Some programs also include cervical therapy, a specialized form of physical therapy targeting the upper neck. Head injuries often involve neck strain, and neck problems can produce symptoms that overlap with concussion, including headaches, dizziness, and difficulty concentrating. Treating both issues simultaneously leads to faster recovery.

Specialist Referrals for Lingering Symptoms

Most concussions resolve within a few weeks, but roughly 15 to 30 percent of people experience symptoms that last longer. If yours haven’t improved, your primary care provider will likely refer you to one or more specialists depending on which symptoms are dominant.

Persistent or worsening headaches often warrant a referral to a neurologist experienced in post-concussion headache management. Cognitive problems like brain fog, difficulty concentrating, or declining performance at school or work are best evaluated by a neuropsychologist, who can run detailed tests of memory, attention, and executive function. If you’re experiencing anxiety, depression, or personality changes after the injury, a psychiatrist or psychologist with concussion experience can determine whether those symptoms are directly related to the brain injury or a reaction to the disruption it’s causing in your life.
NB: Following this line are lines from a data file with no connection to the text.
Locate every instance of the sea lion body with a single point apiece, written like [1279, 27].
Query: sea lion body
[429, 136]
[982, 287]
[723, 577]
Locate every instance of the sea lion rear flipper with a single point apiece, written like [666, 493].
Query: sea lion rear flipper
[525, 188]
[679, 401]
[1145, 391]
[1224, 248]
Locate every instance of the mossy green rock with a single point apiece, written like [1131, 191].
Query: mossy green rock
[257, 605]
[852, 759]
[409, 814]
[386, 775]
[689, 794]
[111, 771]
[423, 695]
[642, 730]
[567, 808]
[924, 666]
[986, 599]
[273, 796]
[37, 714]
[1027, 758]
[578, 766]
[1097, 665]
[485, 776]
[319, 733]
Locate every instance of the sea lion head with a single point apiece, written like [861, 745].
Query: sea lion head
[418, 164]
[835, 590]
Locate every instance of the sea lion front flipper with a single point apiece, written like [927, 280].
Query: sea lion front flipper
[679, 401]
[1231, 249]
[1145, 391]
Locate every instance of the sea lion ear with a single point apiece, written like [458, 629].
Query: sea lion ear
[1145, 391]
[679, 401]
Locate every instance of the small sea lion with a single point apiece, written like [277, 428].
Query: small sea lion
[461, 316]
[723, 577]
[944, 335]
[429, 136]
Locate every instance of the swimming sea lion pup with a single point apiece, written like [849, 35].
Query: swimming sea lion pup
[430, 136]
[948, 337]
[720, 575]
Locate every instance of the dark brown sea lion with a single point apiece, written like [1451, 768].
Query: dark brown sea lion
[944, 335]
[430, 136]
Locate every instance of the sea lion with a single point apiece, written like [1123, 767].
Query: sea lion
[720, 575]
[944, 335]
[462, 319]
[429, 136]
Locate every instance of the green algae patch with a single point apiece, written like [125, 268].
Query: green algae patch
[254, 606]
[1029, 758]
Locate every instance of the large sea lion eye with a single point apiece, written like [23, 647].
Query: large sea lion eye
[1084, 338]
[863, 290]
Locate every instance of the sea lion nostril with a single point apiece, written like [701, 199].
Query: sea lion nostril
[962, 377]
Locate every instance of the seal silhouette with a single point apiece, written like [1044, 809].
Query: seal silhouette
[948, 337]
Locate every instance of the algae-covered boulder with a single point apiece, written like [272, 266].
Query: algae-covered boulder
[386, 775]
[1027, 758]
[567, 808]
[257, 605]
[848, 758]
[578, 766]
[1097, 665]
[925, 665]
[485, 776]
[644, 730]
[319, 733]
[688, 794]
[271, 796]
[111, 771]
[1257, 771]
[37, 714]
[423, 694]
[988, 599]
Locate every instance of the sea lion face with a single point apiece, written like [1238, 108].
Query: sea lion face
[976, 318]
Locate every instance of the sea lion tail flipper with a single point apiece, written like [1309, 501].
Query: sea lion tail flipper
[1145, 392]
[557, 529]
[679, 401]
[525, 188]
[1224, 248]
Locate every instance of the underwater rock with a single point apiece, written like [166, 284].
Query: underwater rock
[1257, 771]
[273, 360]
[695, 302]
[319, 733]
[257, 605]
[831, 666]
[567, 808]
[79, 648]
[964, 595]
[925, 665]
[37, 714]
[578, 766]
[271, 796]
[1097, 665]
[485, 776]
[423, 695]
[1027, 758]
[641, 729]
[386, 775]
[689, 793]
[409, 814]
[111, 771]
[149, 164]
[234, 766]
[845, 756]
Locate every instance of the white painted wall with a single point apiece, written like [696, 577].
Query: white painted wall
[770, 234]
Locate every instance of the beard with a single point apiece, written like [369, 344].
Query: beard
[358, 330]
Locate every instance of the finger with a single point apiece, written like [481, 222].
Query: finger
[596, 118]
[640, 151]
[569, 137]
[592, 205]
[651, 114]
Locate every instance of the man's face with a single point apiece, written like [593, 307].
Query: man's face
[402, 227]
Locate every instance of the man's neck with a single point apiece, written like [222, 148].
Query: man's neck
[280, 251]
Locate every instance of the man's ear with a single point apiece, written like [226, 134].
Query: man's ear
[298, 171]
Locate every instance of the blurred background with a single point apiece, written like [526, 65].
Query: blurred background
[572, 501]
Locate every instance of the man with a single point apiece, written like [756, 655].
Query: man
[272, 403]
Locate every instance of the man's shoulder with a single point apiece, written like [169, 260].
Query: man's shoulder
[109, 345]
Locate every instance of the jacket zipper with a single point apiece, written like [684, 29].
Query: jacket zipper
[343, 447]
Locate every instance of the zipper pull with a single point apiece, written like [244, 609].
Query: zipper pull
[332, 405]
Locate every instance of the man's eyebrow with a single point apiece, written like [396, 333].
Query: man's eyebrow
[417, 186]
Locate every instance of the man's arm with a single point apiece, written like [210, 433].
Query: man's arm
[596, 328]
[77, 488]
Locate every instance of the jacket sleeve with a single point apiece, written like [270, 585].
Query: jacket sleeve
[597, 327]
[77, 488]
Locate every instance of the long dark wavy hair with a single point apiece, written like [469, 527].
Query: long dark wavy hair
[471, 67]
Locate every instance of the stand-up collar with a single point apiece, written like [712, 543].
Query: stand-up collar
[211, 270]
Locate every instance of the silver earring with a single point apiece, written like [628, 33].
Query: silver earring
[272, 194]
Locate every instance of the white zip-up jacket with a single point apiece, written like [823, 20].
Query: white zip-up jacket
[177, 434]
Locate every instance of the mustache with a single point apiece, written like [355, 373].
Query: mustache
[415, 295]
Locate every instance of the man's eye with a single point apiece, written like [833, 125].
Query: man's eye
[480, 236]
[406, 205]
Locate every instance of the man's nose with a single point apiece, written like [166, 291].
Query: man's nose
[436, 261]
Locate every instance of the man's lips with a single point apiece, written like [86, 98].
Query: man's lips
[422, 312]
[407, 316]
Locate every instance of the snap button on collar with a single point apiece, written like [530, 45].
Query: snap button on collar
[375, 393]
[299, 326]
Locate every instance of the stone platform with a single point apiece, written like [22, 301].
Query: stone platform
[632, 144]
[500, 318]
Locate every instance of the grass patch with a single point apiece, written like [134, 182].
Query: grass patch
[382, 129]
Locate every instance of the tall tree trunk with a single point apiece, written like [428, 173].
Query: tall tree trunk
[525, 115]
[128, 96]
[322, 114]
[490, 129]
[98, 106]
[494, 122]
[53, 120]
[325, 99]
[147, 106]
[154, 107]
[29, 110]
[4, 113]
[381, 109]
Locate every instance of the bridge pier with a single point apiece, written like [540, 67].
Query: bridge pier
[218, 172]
Vision problems that don’t resolve, such as blurred or double vision, light sensitivity, or difficulty reading, may require a neuro-ophthalmologist. These specialists evaluate how the brain processes visual information, which is different from a standard eye exam checking whether you need glasses.

Evaluations for Children

Children and adolescents need evaluation from providers experienced in pediatric concussion. Their brains are still developing, and symptoms can look different than in adults. Young children may not be able to describe what they’re feeling, so providers rely more on behavioral observations, parent reports, and age-appropriate symptom scales. The CDC’s clinical guidelines for pediatric mild traumatic brain injury emphasize using validated, age-appropriate tools rather than defaulting to imaging.

Pediatric concussion programs are available at many children’s hospitals and typically include pediatricians, pediatric neurologists, and neuropsychologists who understand how concussion affects learning and school performance. These teams can coordinate accommodations like reduced homework loads, extra test time, or modified screen use while your child recovers. Return-to-activity plans for children follow a stepwise approach, starting with light cognitive activity and progressing gradually based on symptom tolerance.